Paris: un logement social construit en pierre de taille, comme le Louvre ou Versailles

Elles ont autrefois servi à édifier le musée du Louvre et à construire le château de Versailles. Des siècles plus tard, elles ont permis de bâtir le dernier-né des logements sociaux de la ville de Paris. La pierre de taille, matériau noble digne des plus beaux bâtiments haussmanniens, a été utilisée pour la construction d'un immeuble comprenant neuf appartements. Il a été inauguré lundi, dans le 15e arrondissement de la capitale.
Ce matériau, capable de garder la fraîcheur et peu énergivore, "a la qualité de faire diminuer l'impact carbone. Ce n'est pas un matériau transformé mais qu'on a extrait", explique l'architecte Raphaël Gabrion, au micro de BFM Paris-Île-de-France.
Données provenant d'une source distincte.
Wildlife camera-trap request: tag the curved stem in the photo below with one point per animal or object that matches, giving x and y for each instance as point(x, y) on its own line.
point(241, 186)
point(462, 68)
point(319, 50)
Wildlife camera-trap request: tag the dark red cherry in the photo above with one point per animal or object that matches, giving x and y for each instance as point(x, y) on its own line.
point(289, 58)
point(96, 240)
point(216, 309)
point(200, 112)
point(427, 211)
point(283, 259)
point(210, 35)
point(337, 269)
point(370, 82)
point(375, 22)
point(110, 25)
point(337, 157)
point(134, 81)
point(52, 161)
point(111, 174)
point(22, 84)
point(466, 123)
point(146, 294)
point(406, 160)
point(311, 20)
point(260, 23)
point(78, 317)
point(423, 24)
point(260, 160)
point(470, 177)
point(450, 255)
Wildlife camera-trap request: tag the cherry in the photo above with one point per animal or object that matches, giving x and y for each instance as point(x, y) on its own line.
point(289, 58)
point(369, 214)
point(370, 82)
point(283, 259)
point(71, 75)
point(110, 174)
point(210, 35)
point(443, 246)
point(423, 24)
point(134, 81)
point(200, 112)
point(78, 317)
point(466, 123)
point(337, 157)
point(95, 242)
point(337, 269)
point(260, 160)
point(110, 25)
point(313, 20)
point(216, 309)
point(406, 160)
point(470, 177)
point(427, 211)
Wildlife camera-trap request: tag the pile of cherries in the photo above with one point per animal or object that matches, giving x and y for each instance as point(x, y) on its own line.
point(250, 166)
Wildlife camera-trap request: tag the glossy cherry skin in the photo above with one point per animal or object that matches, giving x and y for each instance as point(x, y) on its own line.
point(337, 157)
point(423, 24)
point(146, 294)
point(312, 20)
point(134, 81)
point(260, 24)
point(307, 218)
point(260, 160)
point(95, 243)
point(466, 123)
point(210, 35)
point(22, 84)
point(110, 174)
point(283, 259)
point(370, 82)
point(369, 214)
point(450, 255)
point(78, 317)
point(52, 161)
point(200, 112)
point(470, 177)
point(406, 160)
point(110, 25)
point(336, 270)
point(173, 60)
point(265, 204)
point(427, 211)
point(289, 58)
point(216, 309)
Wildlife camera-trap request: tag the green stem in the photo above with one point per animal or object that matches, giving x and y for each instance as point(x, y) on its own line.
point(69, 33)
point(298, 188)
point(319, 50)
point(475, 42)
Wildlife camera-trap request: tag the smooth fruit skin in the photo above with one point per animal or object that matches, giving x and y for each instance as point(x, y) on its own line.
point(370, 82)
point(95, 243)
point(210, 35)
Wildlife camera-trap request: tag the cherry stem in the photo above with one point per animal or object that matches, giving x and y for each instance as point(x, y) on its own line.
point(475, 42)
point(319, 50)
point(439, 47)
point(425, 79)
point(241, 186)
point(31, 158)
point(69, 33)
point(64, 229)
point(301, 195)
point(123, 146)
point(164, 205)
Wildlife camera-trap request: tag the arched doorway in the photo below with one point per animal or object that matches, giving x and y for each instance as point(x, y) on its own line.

Il est également facile à tailler et à extraire, et est un excellent isolant. "C'est une pierre qui résiste bien à l'usure du temps car naturellement, elle fait une couche protectrice en surface de la roche qu'on appelle le calcin. Ce sont les sels minéraux qui étaient naturellement au cœur de la roche qui viennent durcir la pierre en surface", détaille la responsable culturelle de la maison de la pierre Mélanie Baticle.
"Une grande fierté"
Avec pour objectif d'atteindre les 25% de logements sociaux en 2025, la mairie de Paris doit construire mais ne souhaite pas lésiner sur la qualité des immeubles.
"La pierre de taille est la même pierre que celle qui a servi à fabriquer le château de Versailles et fabriquer avec cette pierre-là du logement public, c'est pour nous une grande fierté", affirme Ian Brossat, adjoint (PCF) à la maire de Paris en charge du logement.
Au total, 180m² de ces pierres ont servi à construire le bâtiment. Elles proviennent de la carrière Saint-Maximin et sont travaillées à ciel ouvert, dans une usine de l'Oise (60) située à une heure de Paris.
"C'est très bien d'avoir fait ça (...) Avec tous les problèmes environnementaux, climatiques, on s'aperçoit que la pierre c'est un bon produit et pas si cher que ça", se réjouit Marie-Claude Genovese, directrice de l'usine Rocamat de Saint-Maximin.
"Il fait moderne, ça rend bien"
À première vue, ces pierres nobles qui font ressortir une couleur jaune atypique ne sont pas immédiatement identifiables aux yeux des passants, mais plaisent déjà beaucoup.
"Il fait moderne, ça ne fait pas tache, ça rend bien", constatent deux passantes.
Un autre apprécie "la manière dont la lumière réfléchie". Une dernière assure qu'"il est plus beau à voir que d'autres immeubles dans la rue".
Les pierres de taille sont de plus en plus demandées en Île-de-France mais également partout dans le monde. Elles ont entre autres servi à l'extension de l'université de Stanford aux États-Unis.